I recently became the proud owner of a Union Graduate woodturning lathe.
The spindle bearings are noisy and I want to change them, but I can't find out the designation of them.
I don't want to strip them out of the machine first if I can help it, because it's still useable.

Could anybody help me please?
If I can find out the bearing numbers I can get the bearings.

My thanks in advance.


----------



## DaveL (20 Apr 2006)

Hi Tony, 

Welcome to the forum.  

Sorry, no idea what bearings you require, but I am sure that someone will be along with details, just hang about. :roll:


----------



## tigerturnings (20 Apr 2006)

Hi Tony, welcome to the forums.

I can't help you by giving you a bearing number, but I can suggest you make contact with G and M Tools who - as you'll see from the link - can supply such bearings (and spindles and maybe other parts too). When I've emailed them in the past they have responded quickly and been helpful.

One other possibility is LRE Machinery who (at least, used to a few years ago) advertise "new and reconditioned Graduate lathes" in the magazines.

Hope it's of use to you and you get the bearings sorted.

Cheers


----------



## srs (21 Apr 2006)

I'm sorry but I am not going to be of any help in identifeing them however what I would say is if you strip it down and take the old bearing along to your local bearing shop that should be able to supple them off the shelf. I belive there is Kent bearings in Rochester (not a company I know personally for the trade), The piece of advise I would give you is this only fit good quality bearings don't try and save a few pound on the bearings and fit unmarked or 2nd rate bearings in such a good lathe fit something decent (SKF, FAG, NSK-RHP, NKE or the simular)

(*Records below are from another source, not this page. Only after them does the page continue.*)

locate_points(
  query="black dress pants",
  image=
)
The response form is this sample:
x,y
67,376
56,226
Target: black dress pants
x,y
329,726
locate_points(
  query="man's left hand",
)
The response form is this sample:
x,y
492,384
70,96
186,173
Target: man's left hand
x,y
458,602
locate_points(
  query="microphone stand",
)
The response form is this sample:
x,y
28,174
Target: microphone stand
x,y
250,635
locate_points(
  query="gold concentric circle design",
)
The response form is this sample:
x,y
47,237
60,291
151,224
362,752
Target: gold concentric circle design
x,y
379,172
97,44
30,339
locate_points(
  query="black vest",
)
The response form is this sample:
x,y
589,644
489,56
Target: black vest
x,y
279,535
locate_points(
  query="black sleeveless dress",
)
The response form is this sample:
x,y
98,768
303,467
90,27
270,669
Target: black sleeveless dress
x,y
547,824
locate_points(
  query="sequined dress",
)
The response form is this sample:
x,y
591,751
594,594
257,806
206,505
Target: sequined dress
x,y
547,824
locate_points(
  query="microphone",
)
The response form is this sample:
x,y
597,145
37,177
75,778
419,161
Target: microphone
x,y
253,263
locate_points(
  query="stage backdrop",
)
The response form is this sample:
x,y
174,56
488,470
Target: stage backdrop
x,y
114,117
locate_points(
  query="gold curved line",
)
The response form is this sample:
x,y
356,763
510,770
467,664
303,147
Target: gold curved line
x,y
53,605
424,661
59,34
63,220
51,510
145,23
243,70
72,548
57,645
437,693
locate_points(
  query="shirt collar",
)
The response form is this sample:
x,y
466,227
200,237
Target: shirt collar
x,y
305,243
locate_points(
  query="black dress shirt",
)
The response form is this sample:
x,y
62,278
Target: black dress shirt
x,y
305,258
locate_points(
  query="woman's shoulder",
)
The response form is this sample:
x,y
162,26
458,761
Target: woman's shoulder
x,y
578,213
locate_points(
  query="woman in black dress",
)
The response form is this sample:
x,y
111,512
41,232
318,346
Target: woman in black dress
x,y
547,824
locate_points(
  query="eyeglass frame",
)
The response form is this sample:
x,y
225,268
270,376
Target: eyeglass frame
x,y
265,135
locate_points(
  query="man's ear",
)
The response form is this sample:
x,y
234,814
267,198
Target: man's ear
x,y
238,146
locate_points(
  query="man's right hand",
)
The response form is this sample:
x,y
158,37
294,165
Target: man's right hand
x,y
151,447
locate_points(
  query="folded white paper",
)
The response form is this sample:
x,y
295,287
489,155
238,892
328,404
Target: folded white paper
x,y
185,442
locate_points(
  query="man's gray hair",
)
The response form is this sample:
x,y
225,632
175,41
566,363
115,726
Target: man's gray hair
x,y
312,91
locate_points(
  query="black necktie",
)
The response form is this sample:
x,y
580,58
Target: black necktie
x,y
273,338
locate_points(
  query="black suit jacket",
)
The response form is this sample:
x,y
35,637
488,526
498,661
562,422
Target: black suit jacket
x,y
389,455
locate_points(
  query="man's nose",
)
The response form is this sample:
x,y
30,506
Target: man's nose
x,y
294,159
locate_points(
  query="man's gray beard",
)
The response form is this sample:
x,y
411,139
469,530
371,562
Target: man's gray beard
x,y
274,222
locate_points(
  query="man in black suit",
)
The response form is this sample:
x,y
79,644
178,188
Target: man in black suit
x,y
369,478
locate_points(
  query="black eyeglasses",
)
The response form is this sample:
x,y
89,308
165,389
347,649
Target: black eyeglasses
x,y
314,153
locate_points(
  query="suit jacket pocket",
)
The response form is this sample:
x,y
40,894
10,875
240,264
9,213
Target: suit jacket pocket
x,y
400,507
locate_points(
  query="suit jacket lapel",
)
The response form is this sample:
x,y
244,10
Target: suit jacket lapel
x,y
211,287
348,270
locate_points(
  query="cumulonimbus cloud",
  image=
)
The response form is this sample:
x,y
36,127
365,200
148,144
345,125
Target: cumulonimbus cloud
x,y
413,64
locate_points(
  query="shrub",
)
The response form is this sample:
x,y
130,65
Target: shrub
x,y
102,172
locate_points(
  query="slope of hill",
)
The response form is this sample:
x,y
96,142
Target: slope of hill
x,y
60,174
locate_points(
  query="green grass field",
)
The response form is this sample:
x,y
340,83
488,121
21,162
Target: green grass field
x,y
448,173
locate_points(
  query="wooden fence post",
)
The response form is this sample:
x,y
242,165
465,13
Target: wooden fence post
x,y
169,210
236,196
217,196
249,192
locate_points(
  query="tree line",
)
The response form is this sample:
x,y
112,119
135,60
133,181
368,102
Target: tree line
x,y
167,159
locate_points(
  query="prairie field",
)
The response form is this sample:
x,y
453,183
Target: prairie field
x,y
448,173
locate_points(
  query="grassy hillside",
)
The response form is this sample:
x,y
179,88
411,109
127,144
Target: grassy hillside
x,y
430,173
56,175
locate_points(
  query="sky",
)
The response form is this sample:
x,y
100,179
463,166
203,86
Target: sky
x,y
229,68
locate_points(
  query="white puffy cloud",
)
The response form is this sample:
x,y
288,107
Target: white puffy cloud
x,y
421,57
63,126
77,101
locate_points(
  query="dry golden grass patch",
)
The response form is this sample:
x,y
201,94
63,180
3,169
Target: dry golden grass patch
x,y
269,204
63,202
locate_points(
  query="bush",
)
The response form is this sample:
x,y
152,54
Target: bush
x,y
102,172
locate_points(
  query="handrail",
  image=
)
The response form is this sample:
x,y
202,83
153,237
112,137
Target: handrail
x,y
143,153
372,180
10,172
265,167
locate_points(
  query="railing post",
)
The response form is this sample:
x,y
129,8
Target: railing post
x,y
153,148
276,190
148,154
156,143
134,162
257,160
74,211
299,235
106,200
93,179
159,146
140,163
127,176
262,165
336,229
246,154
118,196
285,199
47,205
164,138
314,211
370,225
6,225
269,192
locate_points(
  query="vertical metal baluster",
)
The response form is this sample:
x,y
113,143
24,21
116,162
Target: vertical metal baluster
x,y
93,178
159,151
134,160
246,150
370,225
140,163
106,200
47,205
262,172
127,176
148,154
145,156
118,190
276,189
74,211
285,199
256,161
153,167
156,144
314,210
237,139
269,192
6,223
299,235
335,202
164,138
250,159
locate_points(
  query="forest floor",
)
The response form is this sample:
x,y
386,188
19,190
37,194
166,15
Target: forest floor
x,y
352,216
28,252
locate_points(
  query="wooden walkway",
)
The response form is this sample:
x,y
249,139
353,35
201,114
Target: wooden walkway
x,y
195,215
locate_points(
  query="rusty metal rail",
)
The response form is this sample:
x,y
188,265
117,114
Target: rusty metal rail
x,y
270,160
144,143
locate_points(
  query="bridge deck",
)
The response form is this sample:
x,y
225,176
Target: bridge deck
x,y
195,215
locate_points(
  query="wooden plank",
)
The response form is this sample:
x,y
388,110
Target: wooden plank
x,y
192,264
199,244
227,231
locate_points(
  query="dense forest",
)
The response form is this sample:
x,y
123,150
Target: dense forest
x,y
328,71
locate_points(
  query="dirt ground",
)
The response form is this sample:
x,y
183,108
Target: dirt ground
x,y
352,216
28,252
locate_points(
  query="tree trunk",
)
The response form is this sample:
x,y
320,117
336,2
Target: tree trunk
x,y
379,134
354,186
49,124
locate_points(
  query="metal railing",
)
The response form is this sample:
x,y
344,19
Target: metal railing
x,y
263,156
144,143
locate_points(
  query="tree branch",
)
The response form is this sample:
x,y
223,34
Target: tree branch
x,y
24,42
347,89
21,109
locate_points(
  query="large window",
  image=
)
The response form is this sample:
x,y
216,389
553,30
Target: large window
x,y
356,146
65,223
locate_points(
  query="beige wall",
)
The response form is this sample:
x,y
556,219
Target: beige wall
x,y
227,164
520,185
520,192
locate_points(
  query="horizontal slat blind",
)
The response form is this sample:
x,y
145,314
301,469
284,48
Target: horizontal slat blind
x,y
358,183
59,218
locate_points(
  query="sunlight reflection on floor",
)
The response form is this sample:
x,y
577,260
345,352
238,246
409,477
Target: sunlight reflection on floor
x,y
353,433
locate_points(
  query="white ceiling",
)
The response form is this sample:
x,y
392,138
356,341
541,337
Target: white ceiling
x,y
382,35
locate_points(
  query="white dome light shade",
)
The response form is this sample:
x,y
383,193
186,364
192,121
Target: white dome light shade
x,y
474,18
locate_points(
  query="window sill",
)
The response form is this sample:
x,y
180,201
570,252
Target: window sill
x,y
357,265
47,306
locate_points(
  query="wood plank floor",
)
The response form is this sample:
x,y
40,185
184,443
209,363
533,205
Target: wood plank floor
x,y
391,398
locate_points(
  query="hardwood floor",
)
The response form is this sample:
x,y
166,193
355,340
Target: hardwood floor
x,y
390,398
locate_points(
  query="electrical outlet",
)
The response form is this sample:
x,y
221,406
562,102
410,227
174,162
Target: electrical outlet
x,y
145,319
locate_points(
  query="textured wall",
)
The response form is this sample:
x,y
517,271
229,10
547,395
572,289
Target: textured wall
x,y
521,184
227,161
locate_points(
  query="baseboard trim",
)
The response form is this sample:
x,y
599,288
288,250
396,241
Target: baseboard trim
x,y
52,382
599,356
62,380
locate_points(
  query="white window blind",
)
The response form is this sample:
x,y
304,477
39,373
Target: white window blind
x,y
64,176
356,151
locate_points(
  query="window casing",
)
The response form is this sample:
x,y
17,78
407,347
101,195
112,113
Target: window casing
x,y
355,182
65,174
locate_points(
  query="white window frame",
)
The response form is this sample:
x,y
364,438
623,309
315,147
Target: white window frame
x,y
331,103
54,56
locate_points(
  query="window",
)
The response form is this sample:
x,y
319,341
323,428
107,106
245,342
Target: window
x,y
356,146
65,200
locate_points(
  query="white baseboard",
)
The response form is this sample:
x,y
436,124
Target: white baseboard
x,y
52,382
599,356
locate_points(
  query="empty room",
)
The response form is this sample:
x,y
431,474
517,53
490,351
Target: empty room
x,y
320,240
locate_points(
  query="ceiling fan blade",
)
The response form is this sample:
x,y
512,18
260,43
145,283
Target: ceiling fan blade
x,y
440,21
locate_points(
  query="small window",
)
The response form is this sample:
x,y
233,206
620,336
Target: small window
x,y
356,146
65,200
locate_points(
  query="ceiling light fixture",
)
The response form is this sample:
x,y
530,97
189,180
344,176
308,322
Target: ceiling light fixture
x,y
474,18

If you have no joy with Kent bearing pm me a may be able to assist if you can get the bearing number.

Simon


----------



## doctorc (3 May 2006)

Hi, this may not help but I have recently acquired an old Union Jubilee, the forerunner of the Graduate. The bearings in this were RHP NLJ 1.1/8. I have tracked down a supplier on the internet www.MidlandBearings.com who have given me a quote for £5 each - sounds too cheap to me as others have quoted £3- locally. Good luck. 
Chris.


----------